Church Militant's Aidan O'Connor takes a new look at challenges in New Orleans.
Survivors of Childhood Sex Abuse is bringing the archdiocese of New Orleans to bear for taxpayer fraud.
Last week, the nonprofit advocacy group filed an IRS complaint accusing the archdiocese of misusing federal government aid.
Richard Windmann — president of the survivors' organization also known as SCSA — explained his motives to Church Militant.
Windmann: "The goal is for the federal government to do a thorough examination of their operations and to take away their nonprofit [status] if we're right."
Last year, the archdiocese narrowly dodged a lawsuit accusing it of unjustly collecting taxpayer-funded aid for Hurricane Katrina. The department of justice alleged that the archdiocese raked in $46 million more in government aid than was defensible. The archdiocese agreed to pay a roughly $1 million fine to settle the case.
But in the settlement, the Catholic archdiocese also agreed to cooperate with any future investigation. Church Militant spoke with SCSA's general counsel, Helen McGonigle.

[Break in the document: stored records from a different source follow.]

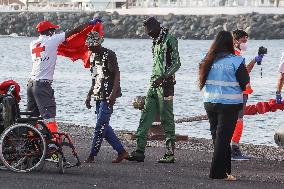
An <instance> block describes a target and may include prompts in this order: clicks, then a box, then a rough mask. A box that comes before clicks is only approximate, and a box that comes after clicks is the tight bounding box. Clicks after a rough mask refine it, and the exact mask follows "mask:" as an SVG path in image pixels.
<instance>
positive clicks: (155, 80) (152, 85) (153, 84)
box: [152, 76, 164, 88]
mask: <svg viewBox="0 0 284 189" xmlns="http://www.w3.org/2000/svg"><path fill="white" fill-rule="evenodd" d="M163 81H164V79H163V77H161V76H160V77H158V78H157V79H156V80H155V81H153V83H152V87H154V88H157V87H159V86H160V85H161V84H162V83H163Z"/></svg>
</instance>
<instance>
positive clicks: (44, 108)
mask: <svg viewBox="0 0 284 189" xmlns="http://www.w3.org/2000/svg"><path fill="white" fill-rule="evenodd" d="M96 23H97V19H94V20H91V21H89V22H88V23H85V24H82V25H80V26H78V27H77V28H75V29H73V30H71V31H68V32H62V33H58V34H56V33H55V30H56V29H57V28H59V26H58V25H55V24H53V23H51V22H49V21H42V22H40V23H39V24H38V25H37V26H36V28H37V31H38V32H39V34H40V36H39V38H38V39H36V40H34V41H32V42H31V44H30V51H31V56H32V62H33V66H32V72H31V74H30V79H29V81H28V85H27V110H28V111H31V112H32V116H39V115H41V117H42V118H43V119H44V122H45V124H46V126H47V128H48V129H49V130H50V131H51V132H57V123H56V121H55V115H56V103H55V98H54V90H53V88H52V86H51V84H52V82H53V75H54V70H55V65H56V60H57V49H58V46H59V45H60V44H61V43H62V42H64V41H65V40H66V39H67V38H68V37H70V36H72V35H73V34H76V33H78V32H80V31H81V30H83V29H84V28H86V27H87V26H88V25H95V24H96Z"/></svg>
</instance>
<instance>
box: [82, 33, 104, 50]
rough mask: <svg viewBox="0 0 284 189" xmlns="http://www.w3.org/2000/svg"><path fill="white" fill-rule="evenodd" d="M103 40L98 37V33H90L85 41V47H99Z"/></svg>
mask: <svg viewBox="0 0 284 189" xmlns="http://www.w3.org/2000/svg"><path fill="white" fill-rule="evenodd" d="M103 41H104V39H103V38H102V37H101V36H100V34H99V33H98V32H90V33H89V34H88V37H87V39H86V45H87V46H88V47H92V46H100V45H101V44H102V43H103Z"/></svg>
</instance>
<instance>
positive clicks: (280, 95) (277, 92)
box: [275, 91, 282, 104]
mask: <svg viewBox="0 0 284 189" xmlns="http://www.w3.org/2000/svg"><path fill="white" fill-rule="evenodd" d="M275 100H276V104H281V100H282V97H281V93H280V92H278V91H277V92H276V97H275Z"/></svg>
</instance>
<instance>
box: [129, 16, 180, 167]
mask: <svg viewBox="0 0 284 189" xmlns="http://www.w3.org/2000/svg"><path fill="white" fill-rule="evenodd" d="M144 27H145V32H146V34H147V35H149V36H150V37H151V38H153V47H152V53H153V61H154V65H153V70H152V75H151V79H150V85H151V86H150V88H149V90H148V93H147V96H146V100H145V105H144V109H143V110H142V115H141V118H140V123H139V127H138V129H137V132H136V137H137V147H136V150H135V151H133V152H132V153H131V154H130V156H129V158H128V160H130V161H138V162H143V161H144V159H145V155H144V153H145V146H146V144H147V134H148V130H149V128H150V127H151V126H152V123H153V121H154V119H155V118H156V115H157V114H159V115H160V120H161V124H162V126H163V128H164V131H165V135H166V148H167V150H166V153H165V155H164V156H163V157H162V158H161V159H160V160H159V162H160V163H174V161H175V157H174V148H175V124H174V114H173V96H174V85H175V83H176V82H175V76H174V74H175V72H176V71H177V70H178V69H179V67H180V65H181V64H180V58H179V52H178V41H177V39H176V38H174V37H173V36H172V35H171V34H170V33H169V32H168V30H167V29H165V28H163V27H161V25H160V23H159V22H158V21H157V20H156V19H155V18H154V17H150V18H148V19H147V20H145V21H144Z"/></svg>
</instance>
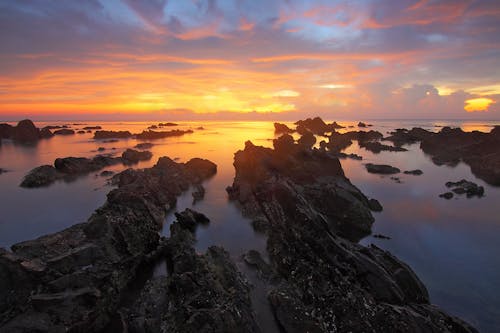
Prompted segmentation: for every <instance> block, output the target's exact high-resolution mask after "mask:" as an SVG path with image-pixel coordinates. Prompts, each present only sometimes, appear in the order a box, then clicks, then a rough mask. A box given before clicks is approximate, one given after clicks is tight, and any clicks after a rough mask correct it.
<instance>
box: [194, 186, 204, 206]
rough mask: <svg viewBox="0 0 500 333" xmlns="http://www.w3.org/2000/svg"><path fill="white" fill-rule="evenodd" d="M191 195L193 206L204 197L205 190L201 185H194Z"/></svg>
mask: <svg viewBox="0 0 500 333" xmlns="http://www.w3.org/2000/svg"><path fill="white" fill-rule="evenodd" d="M191 195H192V196H193V204H195V203H197V202H198V201H201V200H203V198H204V197H205V188H204V187H203V186H202V185H201V184H196V185H195V186H194V189H193V192H192V193H191Z"/></svg>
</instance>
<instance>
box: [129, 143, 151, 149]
mask: <svg viewBox="0 0 500 333" xmlns="http://www.w3.org/2000/svg"><path fill="white" fill-rule="evenodd" d="M153 146H154V144H152V143H151V142H144V143H138V144H136V145H135V147H134V148H137V149H149V148H151V147H153Z"/></svg>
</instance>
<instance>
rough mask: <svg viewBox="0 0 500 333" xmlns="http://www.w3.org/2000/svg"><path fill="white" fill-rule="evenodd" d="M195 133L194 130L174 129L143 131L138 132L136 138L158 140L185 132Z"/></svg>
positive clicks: (149, 139)
mask: <svg viewBox="0 0 500 333" xmlns="http://www.w3.org/2000/svg"><path fill="white" fill-rule="evenodd" d="M190 133H193V131H192V130H172V131H163V132H155V131H143V132H142V133H139V134H136V138H137V139H139V140H157V139H163V138H169V137H174V136H182V135H184V134H190Z"/></svg>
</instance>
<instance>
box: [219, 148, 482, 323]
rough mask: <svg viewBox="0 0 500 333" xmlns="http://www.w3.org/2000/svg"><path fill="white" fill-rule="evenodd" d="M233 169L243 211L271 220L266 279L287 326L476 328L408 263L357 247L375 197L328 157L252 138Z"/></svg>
mask: <svg viewBox="0 0 500 333" xmlns="http://www.w3.org/2000/svg"><path fill="white" fill-rule="evenodd" d="M290 148H291V149H290ZM285 151H289V153H288V154H286V153H284V152H285ZM234 166H235V169H236V176H235V178H234V182H233V185H232V186H231V187H230V188H229V191H228V193H229V195H230V198H231V199H232V200H236V201H237V202H238V203H239V204H240V207H241V209H242V210H243V213H244V214H245V216H247V217H249V218H251V219H253V220H258V221H260V222H259V223H260V224H266V227H265V228H264V230H265V232H266V234H267V246H266V248H267V251H268V254H269V266H270V267H269V270H270V271H272V272H276V278H275V279H273V282H272V283H266V282H265V281H264V283H266V290H269V293H268V299H269V302H270V305H271V308H272V310H273V313H274V315H275V318H276V320H277V321H278V323H279V326H280V327H281V328H282V329H283V331H285V332H407V331H412V332H433V331H434V332H441V331H453V332H476V331H475V330H474V329H473V328H472V327H470V326H469V325H468V324H466V323H463V322H462V321H460V320H459V319H457V318H454V317H451V316H449V315H447V314H446V313H444V312H442V311H441V310H440V309H438V308H437V307H435V306H433V305H430V304H429V296H428V293H427V290H426V288H425V286H424V285H423V284H422V282H421V281H420V280H419V279H418V277H417V276H416V275H415V273H414V272H413V271H412V270H411V269H410V268H409V267H408V266H407V265H406V264H404V263H403V262H401V261H399V260H398V259H397V258H395V257H394V256H392V255H391V254H390V253H389V252H386V251H383V250H381V249H380V248H378V247H376V246H369V247H364V246H361V245H360V244H357V243H356V241H357V240H359V237H360V236H361V235H366V233H369V232H370V229H371V228H370V227H371V224H372V222H373V217H372V215H371V213H370V211H369V201H368V199H367V198H366V197H365V196H364V195H363V194H362V193H361V192H360V191H359V190H357V189H356V188H355V187H354V186H353V185H352V184H350V182H349V180H348V179H347V178H345V176H344V173H343V170H342V168H341V166H340V163H339V162H338V160H337V159H336V158H334V157H332V156H331V154H330V153H328V152H326V151H321V150H309V151H307V150H300V149H299V150H298V151H297V150H296V149H293V147H288V148H287V149H282V150H281V151H279V150H278V149H276V147H275V149H274V150H272V149H269V148H264V147H256V146H254V145H253V144H252V143H251V142H247V143H246V144H245V149H244V150H241V151H238V152H237V153H236V154H235V160H234ZM360 234H361V235H360ZM247 258H248V261H249V262H250V263H256V265H260V264H261V263H260V264H259V260H258V258H256V257H255V256H251V257H247ZM263 280H266V279H263Z"/></svg>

McGonigle: "Being accused of fraud to the tune of $46 million. ... The illegal activity here has to be looked at very closely, and it's our hope that the IRS will do that."
New Orleans' archbishop, Gregory Aymond, has not responded to SCSA's challenge.
McGonigle: "This is a pretty egregious example of the abuse of the public trust."
SCSA is fighting for victims of clerical sex abuse who are now seeing their tax dollars abused by the Church.
On top of fraud allegations and mismanagement, the archdiocese of New Orleans filed for bankruptcy last year due to its growing number of sex abuse lawsuits.